Era questo il carisma che la colpì al vostro primo incontro?
No, il suo carisma era un’altra cosa ancora. Una spiritualità talmente realizzata che tutto il suo essere emanava questa vibrazione d’amore. Come se l’intera sua persona fosse spiritualmente vibrante. Solo qualche santo può aver avuto questa realizzazione piena del proprio essere al punto in cui, secondo me – ma posso anche sbagliarmi – era in don Giussani.
Secondo lei che cosa ha dato don Giussani alla Chiesa di oggi?

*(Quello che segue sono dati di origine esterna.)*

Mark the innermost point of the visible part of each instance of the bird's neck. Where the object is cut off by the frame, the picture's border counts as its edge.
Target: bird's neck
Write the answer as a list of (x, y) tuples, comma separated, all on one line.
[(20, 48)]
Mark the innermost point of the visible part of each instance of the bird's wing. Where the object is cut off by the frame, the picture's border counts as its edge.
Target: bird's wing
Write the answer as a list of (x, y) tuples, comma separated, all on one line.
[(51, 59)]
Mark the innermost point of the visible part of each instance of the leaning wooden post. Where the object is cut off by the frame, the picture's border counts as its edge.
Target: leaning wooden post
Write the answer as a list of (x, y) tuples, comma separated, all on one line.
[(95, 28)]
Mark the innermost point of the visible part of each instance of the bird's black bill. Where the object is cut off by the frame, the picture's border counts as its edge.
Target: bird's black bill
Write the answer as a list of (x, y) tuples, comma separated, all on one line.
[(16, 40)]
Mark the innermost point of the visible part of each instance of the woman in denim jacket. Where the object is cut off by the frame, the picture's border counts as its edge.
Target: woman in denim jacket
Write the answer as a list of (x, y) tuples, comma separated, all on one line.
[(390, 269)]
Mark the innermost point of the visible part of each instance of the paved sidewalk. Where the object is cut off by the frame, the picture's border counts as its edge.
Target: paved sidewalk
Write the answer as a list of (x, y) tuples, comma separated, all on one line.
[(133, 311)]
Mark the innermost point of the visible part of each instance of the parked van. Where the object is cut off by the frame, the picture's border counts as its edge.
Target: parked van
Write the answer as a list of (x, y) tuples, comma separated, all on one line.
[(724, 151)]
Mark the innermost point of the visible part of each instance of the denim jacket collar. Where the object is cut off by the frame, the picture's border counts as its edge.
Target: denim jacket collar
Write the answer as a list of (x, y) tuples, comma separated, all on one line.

Il fare, stando in mezzo alla gente. Una volta – al di là della personalità di Giussani – sia il partito comunista sia la chiesa cattolica erano in mezzo alla gente. È per questo che la società era migliore. Entrambe, l’ideologia e la fede, facevano un’azione di elevazione delle persone perché tutti erano in rapporto continuo, vitale con esse. In quel periodo la gente aveva attorno a sé uomini che parlavano alla sua anima. Giussani era uno di questi. Sembra scontato: a chi deve parlare un prete se non all’anima? Invece non è così. Sa perché secondo me Giussani è riuscito a fondare il suo movimento a Milano?
Perché?
Milano, con Torino, era la città operaia più importante d’Italia. La gente che lavora, che fa con le mani, ha un atteggiamento positivo e aperto nei confronti della vita e cresce spiritualmente, in modo indipendente dall’impulso ad agire bene. Oggi invece la gente non si incontra, si evita. E tutto congiura a sminuire un’esperienza reale. Ecco perché il carisma di Giussani è ancor più necessario oggi: lui andava là dove la gente vive, opera. Ed era capace di guardare l’uomo dal di dentro.